Attendance isn't all that counts
Ray Allegrezza, Editor-in-chief -- Furniture Today, February 16, 2009
Size, specifically in terms of show attendance, doesn't matter. It really hasn't for quite some time.
Even so, the issue of attendance seems to still be an obligatory topic of conversation. Invariably, I'll hear the following:
“Boy, there sure seems to be less people here this time.”
Give that guy a Kewpie doll; he won!
I was terrible at math as a kid, but even I can understand that if there are fewer buyers now than there were a few years ago, and if stores are sending smaller buying teams (and for the most part they are) guess what you end up with? You got it: Fewer buyers.
Instead of judging a show by the volume of warm or even lukewarm bodies milling about, perhaps you should start judging how well the event did for you based on your order book, or by the number of firm commitments you ended up with.
I spoke to the president of a major case goods supplier showing at last week's Vegas market.

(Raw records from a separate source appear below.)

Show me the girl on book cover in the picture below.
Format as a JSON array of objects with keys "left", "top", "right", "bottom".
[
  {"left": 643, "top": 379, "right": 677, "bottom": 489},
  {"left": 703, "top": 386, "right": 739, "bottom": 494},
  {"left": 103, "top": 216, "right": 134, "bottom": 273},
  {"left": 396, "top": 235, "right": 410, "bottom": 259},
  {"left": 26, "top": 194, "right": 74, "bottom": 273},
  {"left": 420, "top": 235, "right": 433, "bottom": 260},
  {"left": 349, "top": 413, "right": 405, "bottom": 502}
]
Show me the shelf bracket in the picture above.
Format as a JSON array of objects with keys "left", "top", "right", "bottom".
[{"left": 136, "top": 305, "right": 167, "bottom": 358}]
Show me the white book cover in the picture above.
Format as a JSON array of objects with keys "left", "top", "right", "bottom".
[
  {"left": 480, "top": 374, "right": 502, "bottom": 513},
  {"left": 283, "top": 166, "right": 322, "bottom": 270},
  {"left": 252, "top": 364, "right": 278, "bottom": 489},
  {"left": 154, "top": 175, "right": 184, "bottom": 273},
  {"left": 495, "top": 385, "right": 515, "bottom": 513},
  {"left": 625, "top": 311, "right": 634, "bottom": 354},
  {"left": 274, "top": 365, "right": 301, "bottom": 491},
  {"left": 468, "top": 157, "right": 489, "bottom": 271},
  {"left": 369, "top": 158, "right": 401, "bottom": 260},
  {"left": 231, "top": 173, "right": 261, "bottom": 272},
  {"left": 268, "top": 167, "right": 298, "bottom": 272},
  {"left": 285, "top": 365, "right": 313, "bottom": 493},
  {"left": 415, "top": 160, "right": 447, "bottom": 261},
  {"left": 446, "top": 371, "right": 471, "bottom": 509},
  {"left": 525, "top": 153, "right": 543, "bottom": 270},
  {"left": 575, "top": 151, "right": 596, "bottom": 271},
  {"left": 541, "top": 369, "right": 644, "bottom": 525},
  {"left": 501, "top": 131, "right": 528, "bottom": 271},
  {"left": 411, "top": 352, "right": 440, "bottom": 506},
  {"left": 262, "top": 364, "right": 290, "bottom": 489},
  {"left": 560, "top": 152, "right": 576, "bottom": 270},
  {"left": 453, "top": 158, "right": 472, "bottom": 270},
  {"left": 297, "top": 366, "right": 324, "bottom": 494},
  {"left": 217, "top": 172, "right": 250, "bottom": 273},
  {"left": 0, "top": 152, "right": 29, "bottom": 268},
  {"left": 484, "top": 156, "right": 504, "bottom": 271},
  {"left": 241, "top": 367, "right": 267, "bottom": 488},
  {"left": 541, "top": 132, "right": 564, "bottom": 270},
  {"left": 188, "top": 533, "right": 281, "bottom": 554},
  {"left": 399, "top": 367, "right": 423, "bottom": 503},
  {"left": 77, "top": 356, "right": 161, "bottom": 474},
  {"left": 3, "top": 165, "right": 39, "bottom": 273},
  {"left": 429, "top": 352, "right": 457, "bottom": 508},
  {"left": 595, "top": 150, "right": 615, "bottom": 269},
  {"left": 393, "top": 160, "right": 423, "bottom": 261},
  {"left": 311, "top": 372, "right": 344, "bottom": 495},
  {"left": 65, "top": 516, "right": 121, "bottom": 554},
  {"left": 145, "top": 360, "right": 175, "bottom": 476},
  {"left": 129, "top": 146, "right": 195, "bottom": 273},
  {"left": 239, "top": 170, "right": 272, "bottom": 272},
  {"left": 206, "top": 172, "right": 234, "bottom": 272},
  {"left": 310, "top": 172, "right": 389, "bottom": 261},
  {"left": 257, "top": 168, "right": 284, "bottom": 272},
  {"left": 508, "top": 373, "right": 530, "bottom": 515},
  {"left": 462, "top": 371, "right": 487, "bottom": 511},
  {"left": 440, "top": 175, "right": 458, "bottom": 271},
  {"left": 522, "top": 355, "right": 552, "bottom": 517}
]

While he had a good show and wrote orders, he had one day where the showroom was busy, but when they totaled up the orders, they were lower than expected.
He called that the motion-without-movement phenomena. “Trust me,” he quipped. “If I had to pick one, I'd take movement.”
Here are the major trends I saw in Las Vegas:
• Based on the current economic reality, many buyers have become container-shy. Instead, they are seeing sources that have domestic warehouses that can ship small quantities quickly.
• Buyers shopped hard for value-driven lines. This is not to say they wanted cheap goods. Rather, they wanted products that offer a high perceived value.
• Despite the doom and gloom, a number of retailers, many of them small and medium-sized stores, reported single-digit growth that began right after Christmas and continued in January and February.
• The Internet, either as a channel of distribution or as source of information for customers, is getting more play from the retail community.
• In uncertain times, retailers are gravitating to known and trusted sources. Few buyers want to roll the dice on a new source in this environment.